IPL: Hardik Pandya seeks player honesty with workload in focus
This time that concern will be over India’s preparation for the T20 World Cup to be staged in the West Indies and USA. With a likely gap of merely a week between IPL and the World Cup, India cricketers face the challenge of coping with the workload.
IPL kicks off on Friday and is expected to go on until the final week of May. The World Cup starts on June 1 with India’s first game scheduled four days later.
While the workload of India’s core group of players during IPL will be crucial, franchises can’t be faulted for expecting their players to go all out, having paid hefty sums to them to turns out for their teams.
Hardik Pandya, the new Mumbai Indians captain, is among those whose fitness will be closely followed. He said the players must be honest with the team they are playing for.

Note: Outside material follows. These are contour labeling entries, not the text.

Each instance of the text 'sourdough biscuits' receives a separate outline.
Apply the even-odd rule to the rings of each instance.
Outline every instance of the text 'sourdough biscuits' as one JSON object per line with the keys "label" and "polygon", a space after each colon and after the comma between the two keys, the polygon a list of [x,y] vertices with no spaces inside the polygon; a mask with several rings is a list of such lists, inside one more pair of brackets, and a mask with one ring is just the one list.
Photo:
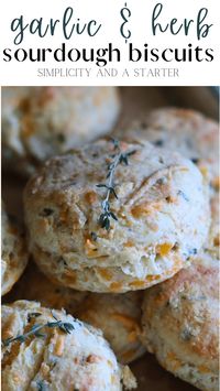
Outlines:
{"label": "text 'sourdough biscuits'", "polygon": [[103,332],[120,362],[143,356],[140,340],[142,292],[123,294],[89,293],[77,316]]}
{"label": "text 'sourdough biscuits'", "polygon": [[4,391],[114,391],[122,390],[122,378],[135,387],[101,332],[64,311],[28,301],[3,305],[2,339]]}
{"label": "text 'sourdough biscuits'", "polygon": [[110,131],[119,109],[116,87],[3,87],[3,167],[32,174],[47,158]]}
{"label": "text 'sourdough biscuits'", "polygon": [[142,292],[124,294],[89,293],[51,282],[34,264],[29,263],[14,290],[6,297],[37,301],[41,305],[62,309],[100,328],[120,362],[128,363],[145,352],[140,340]]}
{"label": "text 'sourdough biscuits'", "polygon": [[[41,270],[81,291],[127,292],[170,278],[204,245],[207,188],[197,167],[148,142],[121,145],[110,230],[100,226],[114,145],[100,140],[56,156],[24,191],[30,249]],[[131,153],[130,153],[131,152]],[[114,158],[112,158],[112,154]],[[112,217],[112,216],[111,216]]]}
{"label": "text 'sourdough biscuits'", "polygon": [[178,108],[157,109],[145,122],[136,122],[117,134],[144,138],[157,146],[178,151],[199,166],[215,189],[219,188],[218,123],[201,113]]}
{"label": "text 'sourdough biscuits'", "polygon": [[160,363],[200,390],[219,385],[219,262],[201,254],[145,292],[143,344]]}
{"label": "text 'sourdough biscuits'", "polygon": [[10,221],[1,203],[1,294],[8,293],[19,280],[28,263],[24,238]]}

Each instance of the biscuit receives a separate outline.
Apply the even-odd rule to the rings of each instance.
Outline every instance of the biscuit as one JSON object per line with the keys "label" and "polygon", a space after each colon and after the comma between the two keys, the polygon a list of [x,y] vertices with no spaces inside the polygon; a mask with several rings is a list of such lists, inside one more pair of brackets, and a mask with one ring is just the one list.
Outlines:
{"label": "biscuit", "polygon": [[[23,337],[22,337],[23,336]],[[2,389],[122,390],[135,388],[101,332],[64,311],[18,301],[2,306]]]}
{"label": "biscuit", "polygon": [[219,263],[200,254],[145,292],[142,340],[160,363],[200,390],[219,388]]}
{"label": "biscuit", "polygon": [[[144,141],[121,149],[99,140],[52,158],[25,187],[30,250],[42,272],[65,286],[148,287],[180,270],[207,238],[208,194],[197,167]],[[107,189],[97,184],[109,183],[109,165],[119,156],[118,198],[111,191],[113,215],[103,227]]]}
{"label": "biscuit", "polygon": [[53,283],[40,272],[34,262],[30,261],[14,289],[4,297],[4,303],[16,300],[36,301],[44,307],[64,308],[68,314],[76,316],[78,307],[87,295],[87,292],[75,291]]}
{"label": "biscuit", "polygon": [[218,123],[189,109],[165,107],[150,112],[145,121],[118,130],[120,138],[144,138],[157,146],[178,151],[196,163],[219,189]]}
{"label": "biscuit", "polygon": [[3,87],[3,167],[30,175],[47,158],[110,131],[119,111],[116,87]]}
{"label": "biscuit", "polygon": [[209,230],[208,240],[205,243],[205,251],[209,252],[216,259],[220,259],[220,207],[219,207],[219,193],[211,197],[211,226]]}
{"label": "biscuit", "polygon": [[118,360],[128,363],[141,357],[140,341],[142,292],[124,294],[88,293],[52,283],[29,263],[25,273],[6,301],[37,301],[42,306],[62,309],[100,328]]}
{"label": "biscuit", "polygon": [[145,352],[139,337],[142,297],[142,292],[90,293],[76,313],[81,321],[102,330],[122,363],[129,363]]}
{"label": "biscuit", "polygon": [[143,123],[118,131],[120,138],[145,139],[190,159],[211,187],[211,227],[205,249],[219,258],[219,130],[218,123],[188,109],[153,110]]}
{"label": "biscuit", "polygon": [[20,279],[28,263],[28,251],[20,229],[1,204],[1,294],[8,293]]}

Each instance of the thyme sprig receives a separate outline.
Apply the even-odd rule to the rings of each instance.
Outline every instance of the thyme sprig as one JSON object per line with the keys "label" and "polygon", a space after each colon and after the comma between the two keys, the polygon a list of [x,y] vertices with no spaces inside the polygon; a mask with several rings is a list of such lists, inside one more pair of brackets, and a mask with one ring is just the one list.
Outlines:
{"label": "thyme sprig", "polygon": [[107,231],[110,229],[110,219],[118,220],[118,217],[111,210],[110,207],[110,195],[113,195],[114,198],[118,199],[118,195],[116,193],[116,184],[114,184],[114,175],[116,170],[119,164],[129,165],[129,156],[133,155],[135,151],[122,152],[120,148],[120,142],[116,139],[111,139],[116,153],[111,155],[112,161],[108,164],[108,173],[107,173],[107,183],[98,184],[97,187],[106,188],[106,197],[101,202],[102,213],[99,217],[99,225],[101,228],[105,228]]}
{"label": "thyme sprig", "polygon": [[[40,316],[40,315],[37,314],[37,316]],[[54,317],[55,322],[46,322],[44,324],[35,323],[28,333],[20,334],[16,337],[10,337],[10,338],[3,339],[2,340],[2,345],[3,346],[9,346],[13,341],[24,343],[31,336],[45,337],[45,334],[40,333],[40,330],[42,330],[45,327],[48,327],[48,328],[57,327],[57,328],[59,328],[59,330],[62,330],[63,333],[66,333],[66,334],[70,334],[74,330],[74,325],[72,323],[58,321],[55,317],[55,315],[53,315],[53,314],[52,314],[52,316]],[[29,317],[30,317],[30,315],[29,315]]]}

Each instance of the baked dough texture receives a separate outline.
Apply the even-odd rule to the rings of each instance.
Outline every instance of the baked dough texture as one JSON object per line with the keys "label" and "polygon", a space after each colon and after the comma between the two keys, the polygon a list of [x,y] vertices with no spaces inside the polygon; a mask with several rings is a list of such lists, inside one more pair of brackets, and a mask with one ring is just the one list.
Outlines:
{"label": "baked dough texture", "polygon": [[142,292],[125,294],[89,293],[52,283],[29,263],[14,290],[4,297],[37,301],[42,306],[62,309],[100,328],[118,360],[129,363],[145,352],[140,340]]}
{"label": "baked dough texture", "polygon": [[160,363],[200,390],[219,390],[219,262],[200,254],[145,291],[143,344]]}
{"label": "baked dough texture", "polygon": [[30,175],[47,158],[109,132],[116,87],[3,87],[3,169]]}
{"label": "baked dough texture", "polygon": [[117,130],[116,135],[144,138],[157,146],[178,151],[198,165],[213,189],[219,189],[219,127],[200,112],[173,107],[156,109],[145,121]]}
{"label": "baked dough texture", "polygon": [[220,207],[219,192],[211,197],[211,226],[208,240],[205,243],[205,251],[211,253],[212,257],[220,260]]}
{"label": "baked dough texture", "polygon": [[[68,332],[61,329],[68,326]],[[56,326],[54,326],[56,324]],[[70,324],[70,329],[69,329]],[[8,338],[30,333],[23,341]],[[67,325],[67,326],[65,326]],[[18,301],[2,306],[2,389],[4,391],[114,391],[135,388],[128,367],[118,365],[101,332],[64,311],[44,308],[36,302]]]}
{"label": "baked dough texture", "polygon": [[110,230],[99,217],[113,143],[99,140],[47,161],[24,191],[30,250],[47,276],[79,291],[122,293],[180,270],[209,228],[207,186],[198,169],[146,141],[122,143],[129,165],[114,175]]}
{"label": "baked dough texture", "polygon": [[89,293],[77,316],[103,332],[117,358],[129,363],[143,356],[140,340],[142,292]]}
{"label": "baked dough texture", "polygon": [[144,139],[190,159],[210,185],[211,227],[206,251],[219,258],[219,128],[218,123],[195,110],[163,108],[153,110],[145,122],[117,131],[127,140]]}
{"label": "baked dough texture", "polygon": [[34,262],[30,261],[14,289],[4,297],[4,303],[16,300],[36,301],[44,307],[64,308],[68,314],[76,316],[78,307],[87,295],[88,292],[75,291],[53,283],[40,272]]}
{"label": "baked dough texture", "polygon": [[20,279],[28,258],[24,238],[1,203],[1,295],[8,293]]}

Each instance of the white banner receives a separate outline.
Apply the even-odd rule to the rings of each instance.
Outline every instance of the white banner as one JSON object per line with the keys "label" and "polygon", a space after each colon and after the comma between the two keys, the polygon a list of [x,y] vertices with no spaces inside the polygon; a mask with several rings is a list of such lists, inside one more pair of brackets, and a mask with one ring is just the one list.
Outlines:
{"label": "white banner", "polygon": [[1,85],[218,85],[216,0],[8,0]]}

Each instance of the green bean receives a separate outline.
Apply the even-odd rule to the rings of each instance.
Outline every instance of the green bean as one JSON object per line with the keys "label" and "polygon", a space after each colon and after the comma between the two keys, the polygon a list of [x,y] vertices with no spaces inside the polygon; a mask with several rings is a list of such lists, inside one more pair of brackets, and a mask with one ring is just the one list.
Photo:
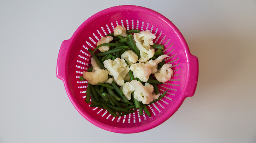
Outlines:
{"label": "green bean", "polygon": [[115,90],[117,92],[117,93],[120,96],[121,96],[122,94],[123,94],[123,91],[121,90],[120,89],[120,88],[117,87],[116,84],[114,82],[112,82],[112,83],[111,84],[111,85],[114,87]]}
{"label": "green bean", "polygon": [[90,97],[91,96],[91,85],[89,82],[88,83],[87,89],[86,89],[86,95],[85,97],[85,102],[89,103],[90,102]]}
{"label": "green bean", "polygon": [[116,100],[118,101],[120,101],[120,100],[121,100],[121,98],[117,96],[117,95],[115,94],[112,89],[109,88],[107,88],[107,90],[108,91],[108,94],[112,96],[112,97],[114,98]]}
{"label": "green bean", "polygon": [[117,52],[120,51],[121,50],[122,48],[115,48],[112,50],[110,50],[107,51],[106,52],[99,53],[97,53],[95,54],[95,56],[103,56],[114,53],[116,52]]}
{"label": "green bean", "polygon": [[123,39],[120,39],[118,41],[116,42],[116,43],[123,43],[125,42],[128,41],[129,40],[129,39],[128,38],[124,38]]}
{"label": "green bean", "polygon": [[121,105],[120,103],[112,96],[105,92],[103,93],[102,95],[103,97],[106,97],[108,98],[109,98],[110,100],[113,101],[114,103],[115,103],[115,104],[117,105],[117,106],[119,107],[122,107],[122,106]]}
{"label": "green bean", "polygon": [[140,58],[140,55],[139,54],[139,52],[136,46],[134,41],[133,40],[133,37],[132,34],[130,34],[128,36],[128,38],[129,39],[129,41],[131,44],[131,47],[130,47],[135,52],[135,53],[138,56],[139,59]]}
{"label": "green bean", "polygon": [[115,88],[114,88],[114,87],[112,87],[110,85],[109,85],[108,84],[100,83],[100,82],[99,82],[98,83],[98,85],[101,85],[101,86],[103,86],[104,87],[106,87],[107,88],[108,88],[112,89],[115,89]]}
{"label": "green bean", "polygon": [[92,92],[93,93],[93,95],[94,97],[94,98],[95,99],[95,101],[96,102],[99,102],[99,97],[98,96],[98,93],[96,91],[94,87],[94,86],[92,85],[91,86],[91,90]]}
{"label": "green bean", "polygon": [[83,81],[85,80],[85,79],[84,78],[83,76],[81,76],[80,77],[79,77],[79,80],[80,80],[80,81]]}
{"label": "green bean", "polygon": [[157,51],[155,52],[154,56],[157,56],[159,55],[162,53],[162,50],[158,49]]}
{"label": "green bean", "polygon": [[115,60],[115,59],[116,59],[116,58],[117,58],[117,57],[116,57],[116,56],[113,56],[113,57],[112,57],[112,58],[111,59],[111,60],[112,60],[112,61],[113,61],[113,60]]}
{"label": "green bean", "polygon": [[117,117],[117,113],[115,113],[111,108],[109,107],[108,105],[104,103],[102,103],[102,106],[103,106],[103,108],[104,108],[110,114],[112,115],[114,117]]}
{"label": "green bean", "polygon": [[128,110],[130,110],[131,109],[133,109],[135,108],[135,105],[131,105],[125,108]]}
{"label": "green bean", "polygon": [[104,67],[104,65],[102,63],[102,62],[100,62],[100,61],[97,58],[97,56],[95,56],[95,55],[94,54],[93,52],[93,51],[92,51],[92,49],[89,49],[88,50],[88,51],[89,51],[89,52],[91,54],[91,55],[92,55],[92,56],[93,57],[93,58],[94,59],[94,60],[95,60],[95,61],[98,64],[98,65],[99,66],[99,67],[101,68],[101,69],[102,69],[103,70],[104,70],[106,69],[105,68],[105,67]]}
{"label": "green bean", "polygon": [[142,106],[143,106],[143,110],[144,110],[145,113],[147,114],[148,116],[150,117],[151,117],[151,114],[148,111],[147,108],[147,105],[145,104],[142,104]]}
{"label": "green bean", "polygon": [[163,45],[160,45],[159,44],[154,43],[153,45],[151,45],[151,47],[156,49],[158,49],[163,50],[164,49],[164,46]]}
{"label": "green bean", "polygon": [[134,103],[134,105],[135,105],[135,108],[138,109],[140,107],[140,105],[139,104],[139,102],[137,99],[134,98],[134,92],[133,92],[132,93],[132,99],[133,101],[133,103]]}
{"label": "green bean", "polygon": [[126,34],[128,35],[130,34],[134,33],[139,33],[140,30],[139,29],[132,29],[126,30]]}
{"label": "green bean", "polygon": [[163,94],[162,95],[160,95],[160,96],[159,96],[159,97],[157,99],[155,99],[155,100],[153,100],[153,101],[151,101],[151,102],[150,102],[150,103],[149,103],[149,104],[148,104],[148,105],[150,105],[151,104],[153,104],[153,103],[155,103],[155,102],[157,102],[158,101],[159,101],[159,100],[160,100],[160,99],[162,99],[162,98],[166,94],[166,93],[167,92],[167,91],[168,90],[169,90],[169,89],[168,89],[167,90],[164,92],[163,93]]}
{"label": "green bean", "polygon": [[[120,100],[121,101],[121,100]],[[119,102],[120,103],[120,104],[121,105],[122,105],[123,107],[127,107],[128,106],[128,105],[129,105],[128,103],[125,103],[124,102]]]}
{"label": "green bean", "polygon": [[112,57],[113,57],[113,56],[112,54],[106,55],[102,57],[102,58],[100,59],[100,61],[103,63],[104,62],[104,61],[105,61],[105,60],[107,60],[109,59],[111,59]]}
{"label": "green bean", "polygon": [[104,43],[103,44],[101,44],[97,46],[97,47],[96,47],[96,48],[95,48],[95,49],[94,50],[93,50],[93,53],[95,53],[95,52],[96,51],[97,49],[98,49],[98,48],[102,46],[121,46],[122,45],[124,45],[125,44],[124,44],[124,43]]}
{"label": "green bean", "polygon": [[117,117],[120,117],[124,115],[126,115],[129,114],[130,113],[134,113],[135,112],[135,110],[130,110],[127,112],[124,112],[122,114],[118,114],[117,115]]}

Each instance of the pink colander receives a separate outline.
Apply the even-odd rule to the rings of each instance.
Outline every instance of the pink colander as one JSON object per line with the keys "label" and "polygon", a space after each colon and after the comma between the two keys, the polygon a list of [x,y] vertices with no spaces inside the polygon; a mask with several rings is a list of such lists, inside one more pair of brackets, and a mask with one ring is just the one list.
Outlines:
{"label": "pink colander", "polygon": [[[127,30],[149,30],[156,36],[154,43],[163,44],[165,59],[171,63],[174,72],[171,80],[159,85],[161,94],[168,92],[161,100],[147,108],[151,116],[135,113],[115,118],[105,109],[91,107],[85,103],[87,81],[79,77],[90,64],[88,49],[94,49],[101,37],[113,32],[121,25]],[[159,13],[135,6],[109,8],[85,21],[71,38],[63,41],[57,62],[57,77],[64,83],[66,90],[77,111],[88,120],[104,129],[121,133],[132,133],[154,128],[171,117],[185,99],[194,94],[198,75],[198,60],[189,52],[181,32],[167,18]]]}

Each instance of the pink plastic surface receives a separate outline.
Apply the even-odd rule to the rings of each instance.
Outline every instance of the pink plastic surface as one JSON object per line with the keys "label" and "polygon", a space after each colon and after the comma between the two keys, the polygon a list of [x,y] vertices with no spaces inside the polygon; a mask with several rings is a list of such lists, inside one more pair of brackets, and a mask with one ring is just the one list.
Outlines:
{"label": "pink plastic surface", "polygon": [[[85,102],[87,81],[79,76],[90,63],[88,48],[94,49],[102,36],[112,33],[117,25],[127,29],[150,30],[156,35],[153,40],[163,44],[164,53],[170,56],[166,63],[173,65],[171,79],[159,85],[166,96],[148,106],[152,116],[135,113],[115,118],[104,109],[89,106]],[[95,125],[120,133],[138,133],[152,129],[170,118],[184,99],[194,95],[198,76],[198,60],[190,53],[186,42],[177,27],[167,18],[150,9],[135,6],[113,7],[95,14],[85,21],[70,39],[63,41],[57,63],[57,77],[63,81],[68,97],[77,111]]]}

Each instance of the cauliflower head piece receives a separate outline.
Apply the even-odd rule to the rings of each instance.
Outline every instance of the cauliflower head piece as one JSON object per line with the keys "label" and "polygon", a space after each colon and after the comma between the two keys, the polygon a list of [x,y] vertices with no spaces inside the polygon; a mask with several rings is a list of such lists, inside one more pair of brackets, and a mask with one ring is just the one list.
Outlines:
{"label": "cauliflower head piece", "polygon": [[170,80],[173,74],[173,71],[171,69],[172,65],[171,64],[165,64],[155,73],[155,77],[160,82],[164,83]]}
{"label": "cauliflower head piece", "polygon": [[139,62],[133,64],[131,66],[130,69],[133,72],[134,77],[138,77],[144,82],[148,81],[151,73],[150,65],[144,63]]}
{"label": "cauliflower head piece", "polygon": [[139,62],[145,62],[154,56],[155,50],[150,47],[150,45],[154,44],[153,39],[156,38],[154,34],[149,30],[142,31],[139,33],[134,33],[133,38],[136,46],[139,50],[140,58]]}
{"label": "cauliflower head piece", "polygon": [[154,87],[148,83],[146,83],[145,86],[140,82],[136,80],[132,80],[130,83],[135,89],[134,93],[134,98],[144,104],[149,104],[154,98],[158,96],[159,97],[160,95],[160,94],[159,94],[157,95],[155,95],[155,97],[153,97],[152,93],[154,91]]}
{"label": "cauliflower head piece", "polygon": [[164,58],[169,56],[166,55],[163,55],[158,57],[155,60],[150,60],[148,61],[146,61],[145,63],[150,65],[150,69],[152,72],[151,74],[154,74],[157,72],[157,66],[158,64],[161,62]]}
{"label": "cauliflower head piece", "polygon": [[108,79],[109,72],[106,69],[100,69],[93,57],[91,63],[93,66],[92,72],[83,72],[83,77],[92,85],[96,85],[98,83],[104,83]]}
{"label": "cauliflower head piece", "polygon": [[[112,40],[113,40],[113,37],[112,36],[102,37],[100,38],[100,40],[98,41],[96,45],[98,46],[101,44],[109,43]],[[102,46],[98,49],[103,52],[109,50],[109,46]]]}
{"label": "cauliflower head piece", "polygon": [[116,58],[114,61],[109,59],[105,60],[103,64],[109,71],[109,75],[114,77],[117,84],[119,86],[123,85],[124,78],[130,71],[129,66],[127,65],[124,60],[119,58]]}
{"label": "cauliflower head piece", "polygon": [[135,52],[131,50],[126,51],[122,54],[121,55],[121,58],[127,61],[130,66],[136,63],[139,60],[139,57]]}
{"label": "cauliflower head piece", "polygon": [[134,87],[129,82],[126,82],[120,87],[120,89],[123,91],[125,96],[128,100],[132,98],[131,94],[135,90]]}
{"label": "cauliflower head piece", "polygon": [[117,36],[118,35],[124,37],[128,35],[126,33],[126,28],[120,25],[117,26],[114,29],[114,35]]}

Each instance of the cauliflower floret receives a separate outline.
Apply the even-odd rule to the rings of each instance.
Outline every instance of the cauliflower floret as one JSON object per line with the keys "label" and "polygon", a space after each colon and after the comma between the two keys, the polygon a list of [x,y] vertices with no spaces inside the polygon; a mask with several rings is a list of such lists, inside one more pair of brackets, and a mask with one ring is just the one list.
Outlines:
{"label": "cauliflower floret", "polygon": [[83,72],[83,77],[92,85],[96,85],[98,83],[104,83],[108,79],[109,72],[106,69],[100,69],[93,57],[91,58],[93,66],[92,72]]}
{"label": "cauliflower floret", "polygon": [[156,39],[156,35],[150,32],[149,30],[140,31],[139,33],[135,33],[133,38],[136,42],[142,42],[144,47],[149,48],[150,45],[153,45],[153,39]]}
{"label": "cauliflower floret", "polygon": [[150,65],[148,64],[139,62],[133,64],[130,67],[133,72],[134,77],[138,77],[141,81],[146,82],[149,78],[151,74]]}
{"label": "cauliflower floret", "polygon": [[127,61],[130,66],[136,63],[139,60],[138,56],[133,50],[126,51],[121,55],[121,58]]}
{"label": "cauliflower floret", "polygon": [[[100,38],[100,40],[97,43],[97,46],[102,44],[105,43],[109,43],[111,41],[113,40],[113,37],[112,36],[103,37]],[[99,51],[102,52],[105,52],[109,50],[109,46],[102,46],[98,49]]]}
{"label": "cauliflower floret", "polygon": [[126,82],[120,87],[120,89],[123,91],[124,95],[128,100],[132,98],[131,94],[135,90],[134,87],[129,82]]}
{"label": "cauliflower floret", "polygon": [[145,63],[150,65],[150,69],[152,71],[151,74],[154,74],[157,71],[157,65],[160,62],[161,62],[163,59],[169,56],[168,56],[166,55],[163,55],[159,56],[154,60],[150,60],[149,61],[146,61]]}
{"label": "cauliflower floret", "polygon": [[162,83],[170,80],[173,74],[173,71],[170,67],[172,65],[171,64],[163,65],[161,69],[155,74],[155,77],[157,80]]}
{"label": "cauliflower floret", "polygon": [[129,66],[126,65],[124,60],[119,58],[114,61],[109,59],[105,60],[103,63],[104,66],[109,72],[109,75],[113,76],[117,84],[119,86],[123,85],[124,78],[130,71]]}
{"label": "cauliflower floret", "polygon": [[114,35],[117,36],[118,35],[121,35],[124,37],[128,35],[128,34],[126,33],[126,28],[120,25],[117,26],[114,29]]}
{"label": "cauliflower floret", "polygon": [[[153,101],[154,98],[152,94],[154,91],[153,86],[146,83],[145,86],[143,86],[140,82],[135,80],[131,81],[131,84],[135,89],[134,95],[134,98],[137,100],[141,102],[144,104],[149,104]],[[155,95],[155,98],[158,96],[159,97],[159,94],[160,95],[160,94]]]}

“I have a firm belief that you should be playing (go all out) for the team you are playing for. You can have ambitions to play for the country or whichever team, (but) you should be honest to the team you are playing for. Right now, for my boys, the focus will be on IPL. To serve Mumbai Indians to the best of our ability. In that process, if someone gets a chance, I will be helpful.
But we won’t be focused on the (India) selection bit, if someone can make it or not make it. That goes in a selfish space,” Pandya said in a pre-IPL media conference on not losing sight of team interest with the T20 World Cup around the corner.
MI are packed with several players who will be key to India’s chances at World Cup. Besides all-rounder Pandya, MI’s line-up includes India skipper Rohit Sharma, Jasprit Bumrah, Suryakumar Yadav — he is recovering after undergoing surgery in January for sports hernia — Tilak Varma and Ishan Kishan.
BCCI is yet to announce the full IPL schedule, but it is expected that the final will take place in the last week of May. India’s first game in the T20 World Cup is against Ireland on June 5.
If IPL runs until May end, its league phase is likely to end on May 19. That will decide which four teams make it to the playoffs.
The India players from the teams that don’t make it to the playoffs will likely be sent early to the USA. Those featuring in the knockouts will join them immediately after the tournament.
Even teams that don’t make the play-offs will play 14 matches. And to add to the stress on players, IPL’s home-and-away format involves a lot of travel with small gaps between the games.
MI coach Mark Boucher said ideally he would want his best players to be available all the time but would be accommodating if they need a break.
“My job is coaching Mumbai Indians. I will be a bit biased and say I would like my best players to be playing all the time.
However, I have a soft spot for the player. We always have player interest at heart. There are certain players who may be carrying niggles, which is why we have the medical staff to decide if we can push a player or not. A player can come to me and say I want a break or that I don’t want to have a break,” he said.
Pandya himself is returning after a long lay-off due to a freak ankle injury suffered during the ODI World Cup. On his recovery and decision to play in the DY Patil T20 tournament in the build-up to IPL, he said: “The tournament is closest to IPL. So, it challenges you as a player. I have no issues with my body. I plan to play all the games possible. I don’t think I have missed many
IPL games, anyway. It’s been five months of injury because the last two months there has been no cricket. Technically, I have been out for three months.”
Pandya said he would also be bowling in IPL.
Surya, the top-ranked India T20I batter, is yet to confirm his return date following surgery. “Surya is under the guidance of the Indian team and we are waiting on that. I don’t like to micromanage. We’ve a world class medical team. We will always have some fitness issues like other teams do,” Boucher said.